Chat Completions (Streaming)

response_stream = client.chat.completions.create(
    model="meta-llama/Meta-Llama-3-8B-Instruct",
    messages=[{"role": "user", "content": "Give a two lines on Planet Earth ?"}],
    temperature=0,
    max_tokens=100,
    stream=True
    
)
for response in response_stream:
    print(response.choices[0].delta.content or "", end="", flush=True)

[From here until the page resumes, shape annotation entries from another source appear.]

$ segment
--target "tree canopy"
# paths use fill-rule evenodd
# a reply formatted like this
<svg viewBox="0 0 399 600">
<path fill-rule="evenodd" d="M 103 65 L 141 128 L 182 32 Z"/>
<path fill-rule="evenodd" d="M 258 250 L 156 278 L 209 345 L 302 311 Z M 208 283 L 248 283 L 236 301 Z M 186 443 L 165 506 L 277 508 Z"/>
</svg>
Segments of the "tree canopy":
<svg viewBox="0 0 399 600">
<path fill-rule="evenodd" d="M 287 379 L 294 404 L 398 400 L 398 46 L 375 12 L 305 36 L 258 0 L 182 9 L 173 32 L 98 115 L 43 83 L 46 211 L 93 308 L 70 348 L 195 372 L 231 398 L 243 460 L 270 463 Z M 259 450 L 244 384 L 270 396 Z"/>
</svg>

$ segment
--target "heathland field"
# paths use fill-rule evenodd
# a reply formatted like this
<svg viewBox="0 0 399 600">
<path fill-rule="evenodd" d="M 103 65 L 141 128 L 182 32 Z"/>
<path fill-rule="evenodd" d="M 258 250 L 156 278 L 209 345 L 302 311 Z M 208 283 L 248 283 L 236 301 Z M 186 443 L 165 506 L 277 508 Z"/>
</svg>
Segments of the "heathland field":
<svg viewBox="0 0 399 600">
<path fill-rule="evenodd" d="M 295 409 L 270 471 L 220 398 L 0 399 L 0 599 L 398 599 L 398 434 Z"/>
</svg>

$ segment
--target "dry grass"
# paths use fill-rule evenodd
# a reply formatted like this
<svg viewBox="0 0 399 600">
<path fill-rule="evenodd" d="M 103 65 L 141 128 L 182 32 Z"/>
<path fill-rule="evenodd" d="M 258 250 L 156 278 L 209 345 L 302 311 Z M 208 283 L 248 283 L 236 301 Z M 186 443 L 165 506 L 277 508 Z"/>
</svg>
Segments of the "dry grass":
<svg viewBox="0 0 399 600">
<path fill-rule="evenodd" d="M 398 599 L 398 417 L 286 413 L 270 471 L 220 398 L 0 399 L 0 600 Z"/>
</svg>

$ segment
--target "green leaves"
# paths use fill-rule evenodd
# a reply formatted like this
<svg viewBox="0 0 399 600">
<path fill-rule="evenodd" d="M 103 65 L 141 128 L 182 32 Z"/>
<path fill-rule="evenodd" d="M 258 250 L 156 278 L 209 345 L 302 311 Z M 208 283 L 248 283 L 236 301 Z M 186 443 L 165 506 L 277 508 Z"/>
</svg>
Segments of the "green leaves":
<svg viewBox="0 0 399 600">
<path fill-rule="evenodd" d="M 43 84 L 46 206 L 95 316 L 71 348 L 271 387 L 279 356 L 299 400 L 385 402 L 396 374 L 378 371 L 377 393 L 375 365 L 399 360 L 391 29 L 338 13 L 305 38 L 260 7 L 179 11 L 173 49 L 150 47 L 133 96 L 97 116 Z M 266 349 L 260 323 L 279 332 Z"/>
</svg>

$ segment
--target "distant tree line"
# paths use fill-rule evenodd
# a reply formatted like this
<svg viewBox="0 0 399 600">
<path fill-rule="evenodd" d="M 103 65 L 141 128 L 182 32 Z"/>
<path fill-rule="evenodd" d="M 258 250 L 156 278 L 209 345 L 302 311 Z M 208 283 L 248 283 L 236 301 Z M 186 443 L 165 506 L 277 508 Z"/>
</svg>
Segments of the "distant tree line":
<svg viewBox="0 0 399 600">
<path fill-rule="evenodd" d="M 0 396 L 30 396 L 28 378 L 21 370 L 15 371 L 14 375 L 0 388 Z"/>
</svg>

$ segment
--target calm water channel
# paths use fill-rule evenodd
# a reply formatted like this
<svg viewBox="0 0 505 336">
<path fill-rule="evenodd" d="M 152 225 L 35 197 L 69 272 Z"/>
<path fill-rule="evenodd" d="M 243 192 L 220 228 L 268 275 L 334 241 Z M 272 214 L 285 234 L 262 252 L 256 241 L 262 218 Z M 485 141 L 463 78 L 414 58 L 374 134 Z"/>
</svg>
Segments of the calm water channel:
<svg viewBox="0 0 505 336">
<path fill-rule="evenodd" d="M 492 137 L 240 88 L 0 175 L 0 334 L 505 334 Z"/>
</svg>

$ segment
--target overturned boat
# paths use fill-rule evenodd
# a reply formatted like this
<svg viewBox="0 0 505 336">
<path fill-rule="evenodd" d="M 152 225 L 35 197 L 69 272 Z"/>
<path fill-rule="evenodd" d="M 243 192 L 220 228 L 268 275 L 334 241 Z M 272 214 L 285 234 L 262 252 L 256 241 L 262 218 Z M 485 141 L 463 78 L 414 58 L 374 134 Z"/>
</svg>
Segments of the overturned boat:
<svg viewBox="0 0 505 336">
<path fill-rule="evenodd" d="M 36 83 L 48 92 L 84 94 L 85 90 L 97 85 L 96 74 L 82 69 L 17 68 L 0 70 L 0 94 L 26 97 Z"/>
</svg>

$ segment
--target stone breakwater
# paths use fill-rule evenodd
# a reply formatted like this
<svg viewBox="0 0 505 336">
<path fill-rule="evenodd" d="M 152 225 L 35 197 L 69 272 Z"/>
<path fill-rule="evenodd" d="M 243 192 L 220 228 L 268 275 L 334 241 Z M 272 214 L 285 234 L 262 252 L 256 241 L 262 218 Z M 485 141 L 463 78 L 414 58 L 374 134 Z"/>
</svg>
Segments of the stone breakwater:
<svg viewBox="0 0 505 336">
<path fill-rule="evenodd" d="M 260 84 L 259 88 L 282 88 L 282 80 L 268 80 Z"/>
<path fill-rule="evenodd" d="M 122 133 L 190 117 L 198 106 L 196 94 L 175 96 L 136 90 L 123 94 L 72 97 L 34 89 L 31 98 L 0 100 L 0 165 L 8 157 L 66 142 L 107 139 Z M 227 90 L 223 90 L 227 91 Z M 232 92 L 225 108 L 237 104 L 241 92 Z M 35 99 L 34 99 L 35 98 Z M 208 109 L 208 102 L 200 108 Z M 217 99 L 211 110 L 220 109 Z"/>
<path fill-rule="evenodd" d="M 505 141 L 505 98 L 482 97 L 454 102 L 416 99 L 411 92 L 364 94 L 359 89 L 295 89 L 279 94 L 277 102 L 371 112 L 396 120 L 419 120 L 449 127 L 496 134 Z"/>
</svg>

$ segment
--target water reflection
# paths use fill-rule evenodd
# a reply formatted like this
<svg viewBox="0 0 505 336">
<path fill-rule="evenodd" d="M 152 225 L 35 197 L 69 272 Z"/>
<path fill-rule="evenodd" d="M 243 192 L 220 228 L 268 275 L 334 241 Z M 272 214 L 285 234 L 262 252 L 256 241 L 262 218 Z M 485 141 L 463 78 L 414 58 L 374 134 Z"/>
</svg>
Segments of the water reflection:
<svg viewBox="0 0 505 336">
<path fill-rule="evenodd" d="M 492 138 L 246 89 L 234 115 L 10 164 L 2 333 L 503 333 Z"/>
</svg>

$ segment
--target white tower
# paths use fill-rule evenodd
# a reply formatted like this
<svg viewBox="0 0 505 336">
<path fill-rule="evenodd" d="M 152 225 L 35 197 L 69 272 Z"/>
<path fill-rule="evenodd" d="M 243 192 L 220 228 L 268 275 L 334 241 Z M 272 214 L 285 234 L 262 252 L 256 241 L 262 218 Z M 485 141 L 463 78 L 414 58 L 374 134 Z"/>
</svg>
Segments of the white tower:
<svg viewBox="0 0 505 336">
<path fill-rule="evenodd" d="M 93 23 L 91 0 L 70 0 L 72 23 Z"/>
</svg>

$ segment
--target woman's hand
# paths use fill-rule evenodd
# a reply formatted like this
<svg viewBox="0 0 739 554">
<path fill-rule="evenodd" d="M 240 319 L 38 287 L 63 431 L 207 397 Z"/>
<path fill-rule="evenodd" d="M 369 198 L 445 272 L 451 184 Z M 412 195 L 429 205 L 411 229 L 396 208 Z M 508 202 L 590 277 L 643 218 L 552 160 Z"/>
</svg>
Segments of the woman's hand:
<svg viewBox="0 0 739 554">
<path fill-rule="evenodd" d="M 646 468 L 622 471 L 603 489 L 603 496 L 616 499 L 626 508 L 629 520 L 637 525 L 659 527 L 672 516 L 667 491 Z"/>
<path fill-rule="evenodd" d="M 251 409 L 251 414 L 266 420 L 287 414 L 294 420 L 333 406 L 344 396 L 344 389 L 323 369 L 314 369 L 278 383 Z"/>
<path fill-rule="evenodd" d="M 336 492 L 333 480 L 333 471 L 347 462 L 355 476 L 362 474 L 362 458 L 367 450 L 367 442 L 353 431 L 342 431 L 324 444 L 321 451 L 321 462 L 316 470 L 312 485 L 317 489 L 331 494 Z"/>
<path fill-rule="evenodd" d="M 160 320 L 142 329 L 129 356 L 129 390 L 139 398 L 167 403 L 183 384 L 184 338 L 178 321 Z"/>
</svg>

SGLang Server Configuration

When launching an endpoint, you can configure the SGLang server using environment variables. These variables allow you to customize various aspects of the server's behavior without modifying the code.

How to Use

Define these variables in your endpoint template. The SGLang server will read these variables at startup and configure itself accordingly. If a variable is not set, the server will use its default value.

Available Environment Variables

The following table lists all available environment variables for configuring the SGLang server:

Environment Variable Description Default Options
MODEL_PATH Path of the model weights "meta-llama/Meta-Llama-3-8B-Instruct" Local folder or Hugging Face repo ID
HOST Host of the server "0.0.0.0"
PORT Port of the server 30000
TOKENIZER_PATH Path of the tokenizer
ADDITIONAL_PORTS Additional ports for the server
TOKENIZER_MODE Tokenizer mode "auto" "auto", "slow"
LOAD_FORMAT Format of model weights to load "auto" "auto", "pt", "safetensors", "npcache", "dummy"
DTYPE Data type for weights and activations "auto" "auto", "half", "float16", "bfloat16", "float", "float32"
CONTEXT_LENGTH Model's maximum context length
QUANTIZATION Quantization method "awq", "fp8", "gptq", "marlin", "gptq_marlin", "awq_marlin", "squeezellm", "bitsandbytes"
SERVED_MODEL_NAME Override model name in API
CHAT_TEMPLATE Chat template name or path
MEM_FRACTION_STATIC Fraction of memory for static allocation
MAX_RUNNING_REQUESTS Maximum number of running requests
MAX_NUM_REQS Maximum requests in memory pool
MAX_TOTAL_TOKENS Maximum tokens in memory pool
CHUNKED_PREFILL_SIZE Max tokens in chunk for chunked prefill
MAX_PREFILL_TOKENS Max tokens in prefill batch
SCHEDULE_POLICY Request scheduling policy "lpm", "random", "fcfs", "dfs-weight"
SCHEDULE_CONSERVATIVENESS Conservativeness of schedule policy
TENSOR_PARALLEL_SIZE Tensor parallelism size
STREAM_INTERVAL Streaming interval in token length
RANDOM_SEED Random seed
LOG_LEVEL Logging level for all loggers
LOG_LEVEL_HTTP Logging level for HTTP server
API_KEY API key for the server
FILE_STORAGE_PTH Path of file storage in backend
DATA_PARALLEL_SIZE Data parallelism size
LOAD_BALANCE_METHOD Load balancing strategy "round_robin", "shortest_queue"
NCCL_INIT_ADDR NCCL init address for multi-node
NNODES Number of nodes
NODE_RANK Node rank

Boolean Flags (set to "true", "1", or "yes" to enable):

Flag Description
SKIP_TOKENIZER_INIT Skip tokenizer init
TRUST_REMOTE_CODE Allow custom models from Hub
LOG_REQUESTS Log inputs and outputs of requests
SHOW_TIME_COST Show time cost of custom marks
DISABLE_FLASHINFER Disable flashinfer attention kernels
DISABLE_FLASHINFER_SAMPLING Disable flashinfer sampling kernels
DISABLE_RADIX_CACHE Disable RadixAttention for prefix caching
DISABLE_REGEX_JUMP_FORWARD Disable regex jump-forward
DISABLE_CUDA_GRAPH Disable cuda graph
DISABLE_DISK_CACHE Disable disk cache
ENABLE_TORCH_COMPILE Optimize model with torch.compile
ENABLE_P2P_CHECK Enable P2P check for GPU access
ENABLE_MLA Enable Multi-head Latent Attention
ATTENTION_REDUCE_IN_FP32 Cast attention results to fp32
EFFICIENT_WEIGHT_LOAD Enable memory efficient weight loading

💡 | Note:

This is an initial and preview phase of the worker's development.